Kelapa sawit pertama kali diperkenalkan diindonesia oleh pemerintah kolonial belanda pada tahun 1848. Ketika itu ada 4 batang bibit kelapa sawit yang dibawa dari Mauritius dan amsterdam untuk ditanam di kebun raya bogor. Tanaman kelapa sawit mulai diusahakan dan dibudidayakan secara komersial pada tahun 1911. Perintis usaha perkebunan kelapa sawit di indonesia adalah Adrien Haller, seorang berkebangsan Belgia yang telah belajar banyak tentang kelapa sawit di Afrika. Budi daya yang dilakukannya diikuti oleh K.Schdt yang menandai lahirnya perkebunan kelapa sawit di Indonesia. Sejak saat itu perkebunan kelapa sawit di Indonesia mulai berkembang. Perkebunan kelapa sawit pertama berlokasi dipantai timur Sumatera (Deli) dan Aceh. Luas areal perkebunannya saat itu sebesar 5.123 ha.Indonesia mulai mengekspor minyak sawit pada tahun 1919 sebesar 576 ton ke negara-negara Eropa, kemudian di tahun 1923 mulai mengekspor minyak inti sawit sebesar 850 ton.
Pada masa pendudukan belanda, perkebunan mengalami perkembangan yang cukup pesat. Indonesia menggeser dominasi ekspor negara Afrika pada waktu itu, namun kemajuan pesat yang dialami Indonesia tidak diikuti dengan peningkatan perekonomia nasional. Hasil perolehan ekspor minyak sawit hanya meningkatkan perekonomian negara asing yang berkuasa di Indonesia, termasuk Belanda.

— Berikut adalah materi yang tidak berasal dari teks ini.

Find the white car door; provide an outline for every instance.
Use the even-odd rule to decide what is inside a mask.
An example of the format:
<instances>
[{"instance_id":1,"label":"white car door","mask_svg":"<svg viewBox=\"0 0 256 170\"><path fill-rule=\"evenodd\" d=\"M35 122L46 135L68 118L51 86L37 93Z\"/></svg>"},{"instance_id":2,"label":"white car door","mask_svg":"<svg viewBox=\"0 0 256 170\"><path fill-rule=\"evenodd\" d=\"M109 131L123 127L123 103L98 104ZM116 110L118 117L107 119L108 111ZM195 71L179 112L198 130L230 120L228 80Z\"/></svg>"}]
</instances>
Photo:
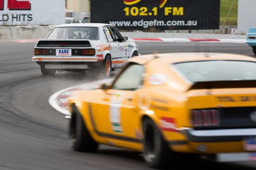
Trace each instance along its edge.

Memasuki masa pendudukan jepang, perkembangan kelapa sawit mengalami kemunduran. Secara keseluruhan produksi kelapa sawit terhenti. Lahan perkebuanan mengalami penyusutan sebesar 16% dari total luas lahan yang ada sehingga produksi Minyak sawit Indonesia hanya mencapai 56.000 ton pada tahun 1948 – 1949. Pada hal pada tahun 1940 Indonesia mengekspor minyak sawit sebesar 250.000 ton.
Setelah Belanda dan jepang meninggalkan Indonesia, pada tahun 1957 pemerintah mengambil alir perkebunan dengan alasan politik dan keamanan. Pemerintah menempatkan perwira-perwira militer disetiap jenjang manajemen perkebunan yang bertujuan mengamankan jalannya produksi. Pemerintah juga membentk BUMIL (Buruh Militer) yang merupaka wadah kerja sama antara buruh perkebunan dengan militer. Perubahan manajemen dalam perkebunan dan kondisi sosial politik serta keamanan dalam negri yang tidak kondusif menyebabkan produksi kelapa sawit mengalami penurunan. Pada priode tersebut posisi Indonesia sebagai pemasok minyak sawit dunia terbesar mulai tergeser oleh Malysia.
Memasuki pemerintahan Orde Baru, pembangunan perkebunan diarahkan dalam rangka menciptakan kesempatan kerja dan meningkatkan kesejahteraan masyarakat dan sebagai sektor penghasil devisa negara. Pemerintah terus mendorong pembukaan lahan baru untuk perkebunan sampai dengan tahun 1980 luas lahan mencapai 294.560 ha.dengan produksi CPO sebesar 721.172 ton. Sejak saat itu Lahan perkebunan kelapa sawit diindonesia berkembang pesat terutama perkebunan rakyat. Hal ini didukung oleh kebijakan pemerintah yang melaksanakan program perkebunan inti rakyat perkebunan (PIR-bun). Dalam pelaksanaanya perkebunan besar sebagai inti membina dan menampung hasil perkebunan rakyat disekitarnya yang menjadi plasma. Perkembangan perkebunan semakin pesat lagi setelah pemerintah mengembangkan program lanjutan yaitu PIR Transmigrasi sejak tahun 1986. Program tersebut berhasil menambah luas lahan da produksi kelapa sawit. Pada tahun 1990 an luas perkebunan kelapa sawit mencapai lebih dari 1,6 juta ha yang tersebar diberbagai sentra produksi seperti Sumatera dan Kalimantan.